Here’s how the numbers looked for protestant and catholic churches:
And this is the result for evangelical churches:
Have a careful look at the numbers. There are broadly disturbing racial disparities to be found all over. The notable exception is seen among Willow Creek Association churches, which had both a high response rate and a fairly even racial balance. Perhaps this is because they value the Gospel enough to want all to share a transformed life? The overall low rates (without considering racial disparity) among mainline churches should be worrying in itself. Can we not be bothered to respond to those who are looking for a church? Why do we not take every possible step to welcome people into our churches?
For Episcopalians, we had a relatively impressive 82% response rate to emails which appeared to come from white people. That’s higher than any other segment in the report. We should celebrate that relatively response high rate, even as we lament the rates to which we responded to emails which appeared to come from black, hispanic, or asian writers (71%, 65%, and 63%). What does it say about our churches that 4 out of 5 times we wrote back to people we thought were white, but only 3 out of 5 times to people we thought we asian?

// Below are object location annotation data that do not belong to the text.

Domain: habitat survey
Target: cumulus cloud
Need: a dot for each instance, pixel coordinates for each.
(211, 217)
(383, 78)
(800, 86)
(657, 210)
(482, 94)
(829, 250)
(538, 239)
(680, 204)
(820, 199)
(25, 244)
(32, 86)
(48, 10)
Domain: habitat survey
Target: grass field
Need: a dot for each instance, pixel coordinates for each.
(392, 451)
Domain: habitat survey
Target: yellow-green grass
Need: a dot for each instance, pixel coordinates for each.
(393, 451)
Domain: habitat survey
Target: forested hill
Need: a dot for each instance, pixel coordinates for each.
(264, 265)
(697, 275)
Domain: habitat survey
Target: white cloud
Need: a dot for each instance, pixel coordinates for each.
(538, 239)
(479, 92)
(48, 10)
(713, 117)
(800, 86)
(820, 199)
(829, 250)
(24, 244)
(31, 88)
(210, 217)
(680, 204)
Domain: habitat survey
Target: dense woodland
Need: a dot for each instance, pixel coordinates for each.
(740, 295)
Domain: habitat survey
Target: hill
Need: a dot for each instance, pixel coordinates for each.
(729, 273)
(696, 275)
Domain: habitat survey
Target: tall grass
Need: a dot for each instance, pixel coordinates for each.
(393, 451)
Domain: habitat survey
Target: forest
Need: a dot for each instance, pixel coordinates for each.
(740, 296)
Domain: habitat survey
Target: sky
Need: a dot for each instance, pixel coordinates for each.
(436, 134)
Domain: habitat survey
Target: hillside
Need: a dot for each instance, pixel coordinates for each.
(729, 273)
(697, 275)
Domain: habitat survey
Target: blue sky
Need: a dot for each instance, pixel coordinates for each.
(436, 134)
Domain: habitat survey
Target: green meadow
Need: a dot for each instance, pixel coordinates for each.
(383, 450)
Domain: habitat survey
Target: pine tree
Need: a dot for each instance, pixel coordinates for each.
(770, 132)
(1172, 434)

I’m hardly an expert on race issues, though I know enough to know that we have a problem. (Lord knows, I have my own racism with which to contend, as much as I would like to pretend I don’t.) For those who might like to see hard data on the issue of race, this report and the reports on our demographics demonstrate our race problem as a church. Simply put, we Episcopalians were more eager to add people who we believed to be white than other races. That is an abject failure and grave sin of which we must repent. We should bend over backwards to welcome all those who are seeking a church, who are seeking Jesus.
What are we to do? First, we should pay attention to truths which make us uncomfortable without making excuses. Racism, of course, has no excuse. How can we repent of the evil of racism? Second, we must address race issues head on. How are the demographics of your congregation compared with your neighborhood? What is the racial diversity of your leadership? Third, we must get back to basics when it comes to discipleship and evangelism. If we knew our lives to be transformed by Jesus, we would be compelled to invite others into relationship with the true and living God. If evangelism really mattered, our response rate across the board (of any segment) would be well above 82%.
I’ll have more to say about evangelism in the Episcopal Church in the next few weeks as I get back in the blogging groove. Thanks be to God, we have a Presiding Bishop who wants to be known as a Chief Evangelism Officer who, I hope, will fire us up for the Jesus Movement inside and outside our churches. I hope he is also able to build on the momentum of anti-racism legislation passed by General Convention to convene important conversations on rave. I hope we are able to repent and return to the Lord, who surely loves all people beyond our understanding.
Images here are taken from the article in Christianity Today.
NOTE: I have left racial descriptors all lower-case deliberately. There are various schools of thought on which ones should or should not be upper-case, and I didn’t want to favor one over others.